The expert gives an example and explains that not only the chemicals industry lobby is strong but also that of agriculture. This means that organic methods of production in farming has not yet become the major focus of the agriculture sector.
“The use of pesticides is still strongly defended and protected by the farming community,” says Balkau.
Although environmentally handicapped, electric cars are better
The expert says that regions have big agendas, responsibilities and development budgets – they are planning the future of their regions. Life-cycle assessment (LCA) is a way to plan the future by considering the total impact of people activities, not only what is seen before them.
“Regions have responsibility for planning and building infrastructure. Nuclear power stations have been built without any budgets set aside for dismantling them; they should have thought about life infrastructure costs and what should happen to the infrastructure when it’s outdated. Regions are planning the electric vehicle production without fully understanding where the electricity is coming from. So LCA is a way for regions to think in a more holistic way about their development plans and the implication of these in the longer term”, says Balkau.
The expert explains that both hybrids and electric vehicles have two environmental handicaps. One is the production of the battery. The second is taking into account where the electricity to charge the battery comes from.
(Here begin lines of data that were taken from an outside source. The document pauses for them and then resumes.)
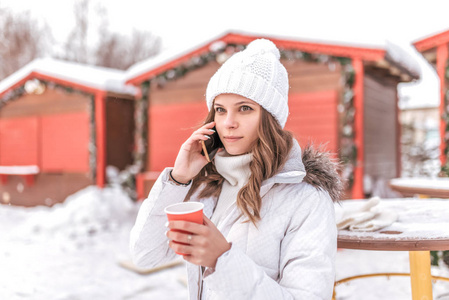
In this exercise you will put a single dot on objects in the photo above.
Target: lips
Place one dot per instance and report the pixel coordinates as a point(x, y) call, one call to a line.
point(232, 138)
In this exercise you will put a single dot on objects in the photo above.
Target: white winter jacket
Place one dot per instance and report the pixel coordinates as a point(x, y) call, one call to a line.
point(289, 255)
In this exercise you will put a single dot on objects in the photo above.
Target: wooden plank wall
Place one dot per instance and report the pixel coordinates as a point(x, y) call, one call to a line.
point(49, 103)
point(119, 132)
point(48, 111)
point(380, 122)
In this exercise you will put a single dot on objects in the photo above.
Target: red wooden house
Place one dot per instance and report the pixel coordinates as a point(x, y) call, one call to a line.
point(435, 49)
point(61, 124)
point(341, 95)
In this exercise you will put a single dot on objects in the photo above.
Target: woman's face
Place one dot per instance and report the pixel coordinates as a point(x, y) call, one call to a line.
point(237, 121)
“In Norway which is a hundred per cent hydroelectric, the electricity comes from the clean renewable energy source. Many European countries are still heavily relying on coal and fossil fuel so the electricity is not so clean. The more the countries rely on coal the dirtier the electricity is. And there comes a point where the advantages of the electric vehicle are no longer there until they change the way they are run”, Balkau notes.
However, he emphasises an important feature of the electric vehicle – as the national electricity production gradually becomes more renewable, the vehicle will improve its environmental performance over time. As for the conventional car – once it’s bought, the environmental performance is the same until the car goes to waste.
Political actions had to be taken 30 years ago
The most recent events show that the climate is really changing. For instance, Australia’s wildfire – the worst country’s fire seasons: 27 million acres have burned.
French-Australian expert distinguishes three factors that caused recent wildfire in Australia: a prolonged period of dry weather, the highest temperatures ever measured – up to 50 C, and very strong wind.
“High temperature and strong wind generate lightning that starts a fire. The strong wind pushes the fires to join up and create so-called mega-fires. The existence of these three natural conditions is more or less what climate models have predicted, says Balkau. – But politicians were not listening.”
According to the expert, the measures to prevent this natural disaster are long overdue.
“If political actions would have been taken 30 years ago, we could assume that the temperatures, wind and the dryness would have not come together in the same way to produce these circumstances. Now we have to think about how we will manage the next 30 years. Not only in Australia but elsewhere,” says Balkau.
Dr Fritz Balkau is an External Expert of KTU in the INTERREG EUROPE “LCA4REGIONS – Improved Environment and Resource Efficiency through use of Life Cycle Instruments for implementation of regional policies in the European Union” project.